10. Trabajo y
sociedad: familia, nación
Confirmada
de este modo la dimensión personal del trabajo humano, se debe luego llegar al
segundo ámbito de valores, que está
necesariamente unido a él. El trabajo es el fundamento sobre el que se forma la vida familiar, la cual es un derecho
natural y una vocación del hombre. Estos dos ámbitos de valores —uno
relacionado con el trabajo y otro consecuente con el carácter familiar de la
vida humana— deben unirse entre sí correctamente y correctamente compenetrarse.
El trabajo es, en un cierto sentido, una condición para hacer posible la
fundación de una familia, ya que ésta exige los medios de subsistencia, que el
hombre adquiere normalmente mediante el trabajo. Trabajo y laboriosidad
condicionan a su vez todo el proceso de
educación dentro de la familia, precisamente por la razón de que cada uno
«se hace hombre», entre otras cosas, mediante el trabajo, y ese hacerse hombre
expresa precisamente el fin principal de todo el proceso educativo.

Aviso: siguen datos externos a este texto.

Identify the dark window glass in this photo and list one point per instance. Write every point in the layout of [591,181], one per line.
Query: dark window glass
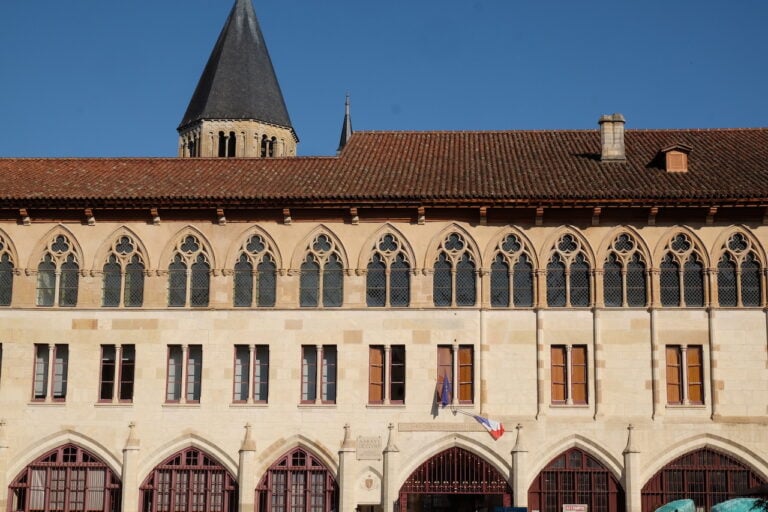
[726,281]
[465,281]
[309,283]
[333,282]
[376,282]
[556,282]
[499,282]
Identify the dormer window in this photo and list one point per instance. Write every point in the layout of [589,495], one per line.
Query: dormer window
[676,157]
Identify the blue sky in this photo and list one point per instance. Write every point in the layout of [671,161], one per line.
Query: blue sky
[113,78]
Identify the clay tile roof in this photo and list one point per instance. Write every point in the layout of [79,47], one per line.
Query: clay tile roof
[416,168]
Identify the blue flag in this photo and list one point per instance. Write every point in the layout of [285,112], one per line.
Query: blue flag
[445,392]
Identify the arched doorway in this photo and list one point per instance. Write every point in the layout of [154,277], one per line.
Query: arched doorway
[575,477]
[297,482]
[706,476]
[67,479]
[454,480]
[189,480]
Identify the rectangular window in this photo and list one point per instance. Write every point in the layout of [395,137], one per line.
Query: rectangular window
[685,375]
[243,376]
[117,376]
[386,377]
[569,377]
[50,381]
[184,378]
[326,385]
[461,383]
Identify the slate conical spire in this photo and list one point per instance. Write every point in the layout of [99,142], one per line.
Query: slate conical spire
[238,84]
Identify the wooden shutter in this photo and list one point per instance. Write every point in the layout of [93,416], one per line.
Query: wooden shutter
[695,372]
[674,377]
[558,374]
[466,374]
[376,375]
[579,374]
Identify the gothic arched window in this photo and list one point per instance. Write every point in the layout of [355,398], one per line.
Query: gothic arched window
[738,274]
[297,482]
[388,277]
[189,274]
[67,478]
[681,274]
[624,281]
[322,274]
[189,480]
[6,274]
[454,279]
[255,274]
[123,275]
[568,274]
[511,270]
[58,274]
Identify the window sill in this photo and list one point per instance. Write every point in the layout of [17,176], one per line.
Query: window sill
[249,406]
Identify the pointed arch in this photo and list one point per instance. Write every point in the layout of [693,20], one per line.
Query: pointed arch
[48,443]
[236,247]
[43,242]
[300,252]
[669,453]
[592,448]
[104,248]
[166,256]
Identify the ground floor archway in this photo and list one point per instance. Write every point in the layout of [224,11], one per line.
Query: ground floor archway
[575,477]
[66,479]
[454,480]
[706,476]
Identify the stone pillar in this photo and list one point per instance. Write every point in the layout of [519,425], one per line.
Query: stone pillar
[130,476]
[632,482]
[519,471]
[389,490]
[246,472]
[346,474]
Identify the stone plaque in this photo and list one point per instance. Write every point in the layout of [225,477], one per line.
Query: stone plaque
[368,448]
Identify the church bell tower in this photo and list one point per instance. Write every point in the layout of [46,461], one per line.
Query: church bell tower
[237,109]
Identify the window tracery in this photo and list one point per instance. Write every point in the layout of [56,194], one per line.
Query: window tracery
[123,274]
[624,274]
[322,274]
[512,274]
[681,273]
[189,274]
[58,274]
[738,273]
[454,279]
[568,274]
[388,281]
[255,277]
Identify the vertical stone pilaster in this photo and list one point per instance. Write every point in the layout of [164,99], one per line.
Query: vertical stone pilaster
[391,466]
[130,477]
[519,471]
[246,477]
[346,475]
[632,482]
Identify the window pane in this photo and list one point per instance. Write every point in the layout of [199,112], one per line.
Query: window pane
[499,282]
[309,283]
[441,282]
[243,279]
[376,283]
[523,283]
[111,283]
[333,282]
[465,282]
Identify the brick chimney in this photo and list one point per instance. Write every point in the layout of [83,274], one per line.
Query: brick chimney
[612,137]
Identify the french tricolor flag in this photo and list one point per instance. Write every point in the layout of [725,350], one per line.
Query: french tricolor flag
[493,427]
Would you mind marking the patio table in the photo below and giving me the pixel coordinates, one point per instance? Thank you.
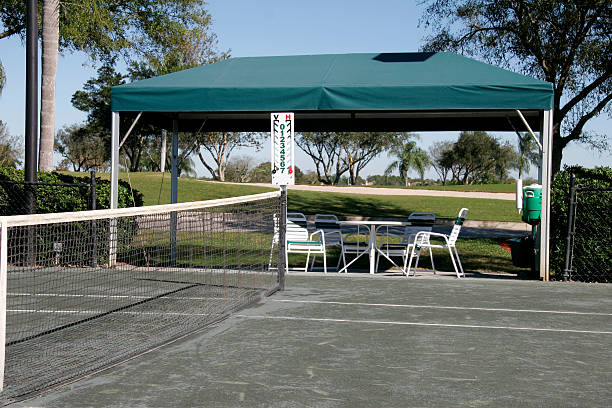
(372, 226)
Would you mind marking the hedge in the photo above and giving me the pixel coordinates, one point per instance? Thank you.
(52, 199)
(598, 243)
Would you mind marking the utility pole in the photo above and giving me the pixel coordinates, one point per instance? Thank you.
(31, 128)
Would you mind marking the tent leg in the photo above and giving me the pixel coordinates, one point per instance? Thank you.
(114, 159)
(545, 180)
(174, 190)
(112, 247)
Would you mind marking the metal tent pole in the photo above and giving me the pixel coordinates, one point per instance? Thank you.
(112, 247)
(174, 190)
(546, 135)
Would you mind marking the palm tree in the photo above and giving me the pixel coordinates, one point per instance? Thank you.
(420, 163)
(405, 152)
(50, 50)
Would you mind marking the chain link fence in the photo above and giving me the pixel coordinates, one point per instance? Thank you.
(588, 252)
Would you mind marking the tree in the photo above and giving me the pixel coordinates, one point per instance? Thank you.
(81, 148)
(335, 153)
(505, 160)
(421, 163)
(239, 169)
(437, 152)
(50, 47)
(10, 148)
(476, 157)
(361, 147)
(220, 146)
(325, 149)
(528, 153)
(564, 42)
(408, 156)
(147, 30)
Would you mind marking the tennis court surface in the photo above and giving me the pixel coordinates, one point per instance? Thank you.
(351, 341)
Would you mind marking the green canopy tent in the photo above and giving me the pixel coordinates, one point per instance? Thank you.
(346, 92)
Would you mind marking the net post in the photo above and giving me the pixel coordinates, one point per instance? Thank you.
(93, 224)
(282, 228)
(174, 191)
(3, 288)
(570, 228)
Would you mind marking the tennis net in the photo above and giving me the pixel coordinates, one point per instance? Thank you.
(83, 291)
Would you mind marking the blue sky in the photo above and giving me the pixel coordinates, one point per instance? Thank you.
(273, 27)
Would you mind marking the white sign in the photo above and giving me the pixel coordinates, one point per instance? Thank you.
(283, 169)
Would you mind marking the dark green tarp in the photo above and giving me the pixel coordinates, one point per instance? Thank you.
(344, 82)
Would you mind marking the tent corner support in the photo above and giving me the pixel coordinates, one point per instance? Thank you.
(114, 160)
(546, 171)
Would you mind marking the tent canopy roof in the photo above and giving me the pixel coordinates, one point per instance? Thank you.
(389, 91)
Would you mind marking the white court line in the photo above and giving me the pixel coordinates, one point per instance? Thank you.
(94, 312)
(465, 326)
(489, 309)
(110, 296)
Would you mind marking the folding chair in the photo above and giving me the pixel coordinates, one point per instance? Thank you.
(422, 240)
(300, 242)
(328, 223)
(402, 247)
(354, 242)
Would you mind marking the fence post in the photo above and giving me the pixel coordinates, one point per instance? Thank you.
(94, 225)
(570, 228)
(282, 226)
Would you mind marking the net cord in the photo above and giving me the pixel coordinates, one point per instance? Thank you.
(57, 218)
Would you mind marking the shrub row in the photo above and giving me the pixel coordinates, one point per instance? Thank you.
(51, 199)
(597, 219)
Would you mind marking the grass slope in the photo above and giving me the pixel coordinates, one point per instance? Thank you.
(487, 188)
(156, 190)
(312, 202)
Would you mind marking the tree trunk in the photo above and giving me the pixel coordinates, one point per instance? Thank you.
(557, 153)
(50, 50)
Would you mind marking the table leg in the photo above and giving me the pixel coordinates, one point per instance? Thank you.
(372, 248)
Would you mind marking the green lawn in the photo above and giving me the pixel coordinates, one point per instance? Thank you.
(487, 188)
(156, 190)
(312, 202)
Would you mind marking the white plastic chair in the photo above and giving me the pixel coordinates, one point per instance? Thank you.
(402, 247)
(354, 242)
(328, 223)
(422, 240)
(297, 240)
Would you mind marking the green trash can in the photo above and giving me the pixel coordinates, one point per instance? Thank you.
(532, 204)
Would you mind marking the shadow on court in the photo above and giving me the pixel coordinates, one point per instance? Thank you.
(352, 341)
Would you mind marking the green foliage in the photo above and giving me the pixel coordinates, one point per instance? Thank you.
(477, 157)
(408, 156)
(10, 148)
(335, 153)
(82, 148)
(53, 199)
(598, 243)
(565, 42)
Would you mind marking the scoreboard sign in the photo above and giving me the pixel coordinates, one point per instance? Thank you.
(283, 170)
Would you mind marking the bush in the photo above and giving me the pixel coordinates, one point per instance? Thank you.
(52, 199)
(599, 254)
(83, 243)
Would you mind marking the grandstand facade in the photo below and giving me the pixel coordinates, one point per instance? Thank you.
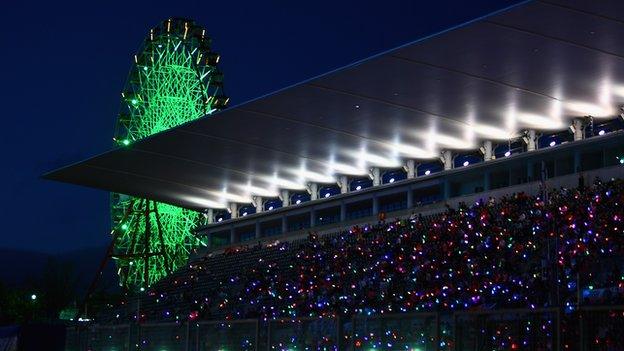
(461, 192)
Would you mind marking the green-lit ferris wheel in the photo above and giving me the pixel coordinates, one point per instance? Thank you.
(174, 79)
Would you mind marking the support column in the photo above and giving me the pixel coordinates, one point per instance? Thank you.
(375, 205)
(410, 169)
(259, 204)
(313, 190)
(487, 181)
(284, 224)
(343, 182)
(285, 195)
(258, 230)
(210, 216)
(312, 218)
(577, 127)
(487, 150)
(233, 210)
(233, 236)
(531, 140)
(447, 189)
(447, 159)
(376, 174)
(577, 161)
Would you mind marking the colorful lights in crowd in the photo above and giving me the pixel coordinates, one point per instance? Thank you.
(520, 251)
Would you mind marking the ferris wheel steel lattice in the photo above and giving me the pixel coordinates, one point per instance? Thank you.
(174, 79)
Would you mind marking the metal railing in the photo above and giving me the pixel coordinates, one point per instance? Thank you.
(588, 328)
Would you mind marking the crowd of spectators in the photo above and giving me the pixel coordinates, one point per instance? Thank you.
(558, 249)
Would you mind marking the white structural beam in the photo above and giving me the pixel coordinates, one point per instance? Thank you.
(258, 202)
(313, 190)
(285, 196)
(531, 140)
(487, 150)
(447, 159)
(233, 207)
(410, 169)
(343, 183)
(376, 175)
(210, 216)
(577, 129)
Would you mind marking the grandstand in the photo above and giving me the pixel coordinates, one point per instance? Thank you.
(461, 192)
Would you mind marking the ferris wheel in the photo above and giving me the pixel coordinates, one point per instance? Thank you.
(174, 79)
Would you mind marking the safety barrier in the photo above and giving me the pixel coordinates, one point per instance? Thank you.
(586, 329)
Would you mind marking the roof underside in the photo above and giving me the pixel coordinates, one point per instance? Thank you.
(535, 66)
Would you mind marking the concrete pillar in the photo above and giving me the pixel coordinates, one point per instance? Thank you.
(531, 140)
(343, 182)
(577, 126)
(258, 230)
(375, 205)
(234, 210)
(285, 195)
(284, 224)
(410, 169)
(312, 218)
(487, 150)
(447, 159)
(313, 190)
(577, 161)
(258, 202)
(376, 174)
(446, 189)
(210, 216)
(233, 235)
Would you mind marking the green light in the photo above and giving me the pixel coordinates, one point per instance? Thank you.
(169, 85)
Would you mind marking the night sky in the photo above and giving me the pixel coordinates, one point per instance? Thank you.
(64, 64)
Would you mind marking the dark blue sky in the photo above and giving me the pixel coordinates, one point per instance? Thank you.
(63, 65)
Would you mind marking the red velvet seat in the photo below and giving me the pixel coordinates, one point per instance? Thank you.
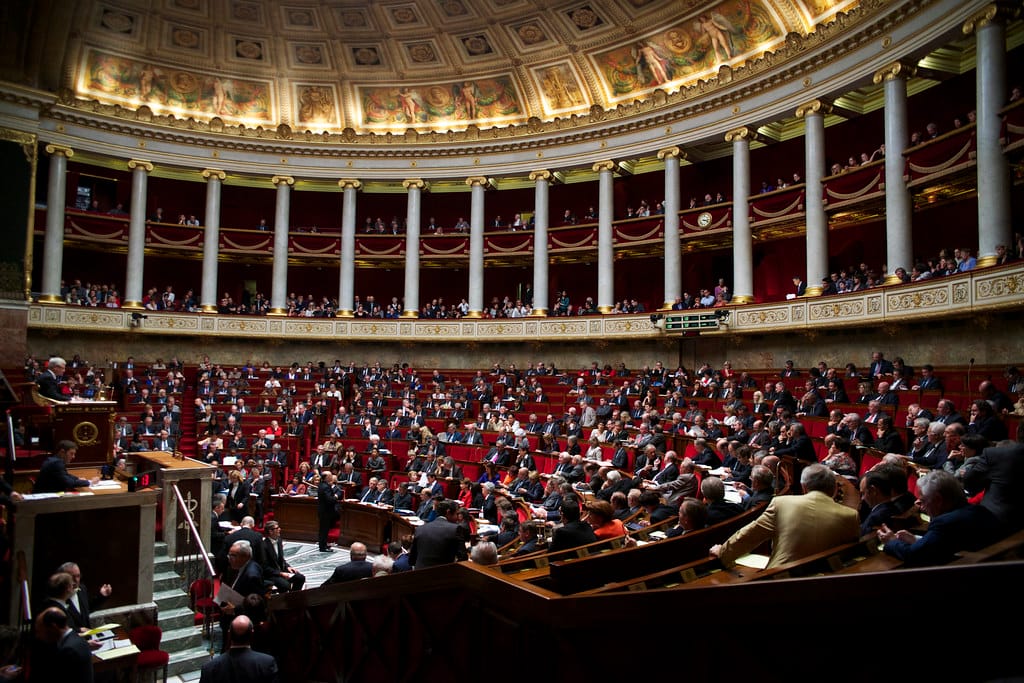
(146, 639)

Evidentemente aquí entran en juego, en un cierto sentido, dos significados del
trabajo: el que consiente la vida y manutención de la familia, y aquel por el
cual se realizan los fines de la familia misma, especialmente la educación. No
obstante, estos dos significados del trabajo están unidos entre sí y se
complementan en varios puntos.
En conjunto
se debe recordar y afirmar que la familia constituye uno de los puntos de
referencia más importantes, según los cuales debe formarse el orden socio-ético
del trabajo humano. La doctrina de la Iglesia ha dedicado siempre una atención
especial a este problema y en el presente documento convendrá que volvamos
sobre él. En efecto, la familia es, al mismo tiempo, una comunidad hecha posible gracias al trabajo y la primera escuela interior de trabajo para todo
hombre.
El tercer
ámbito de valores que emerge en la presente perspectiva —en la perspectiva del
sujeto del trabajo— se refiere a esa gran
sociedad, a la que pertenece el hombre en base a particulares vínculos
culturales e históricos. Dicha sociedad— aun cuando no ha asumido todavía la
forma madura de una nación— es no sólo la gran «educadora» de cada hombre,
aunque indirecta (porque cada hombre asume en la familia los contenidos y
valores que componen, en su conjunto, la cultura de una determinada nación),
sino también una gran encarnación histórica y social del trabajo de todas las
generaciones. Todo esto hace que el hombre concilie su más profunda identidad
humana con la pertenencia a la nación y entienda también su trabajo como
incremento del bien común elaborado juntamente con sus compatriotas, dándose
así cuenta de que por este camino el trabajo sirve para multiplicar el
patrimonio de toda la familia humana, de todos los hombres que viven en el
mundo.
Estos tres
ámbitos conservan permanentemente su importancia
para el trabajo humano en su dimensión subjetiva. Y esta dimensión, es
decir la realidad concreta del hombre del trabajo, tiene precedencia sobre la
dimensión objetiva. En su dimensión subjetiva se realiza, ante todo, aquel
«dominio» sobre el mundo de la naturaleza, al que el hombre está llamado desde
el principio según las palabras del libro del Génesis. Si el proceso mismo de
«someter la tierra», es decir, el trabajo bajo el aspecto de la técnica, está
marcado a lo largo de la historia y, especialmente en los últimos siglos, por
un desarrollo inconmensurable de los medios de producción, entonces éste es un
fenómeno ventajoso y positivo, a condición de que la dimensión objetiva del
trabajo no prevalezca sobre la dimensión subjetiva, quitando al hombre o
disminuyendo su dignidad y sus derechos inalienables.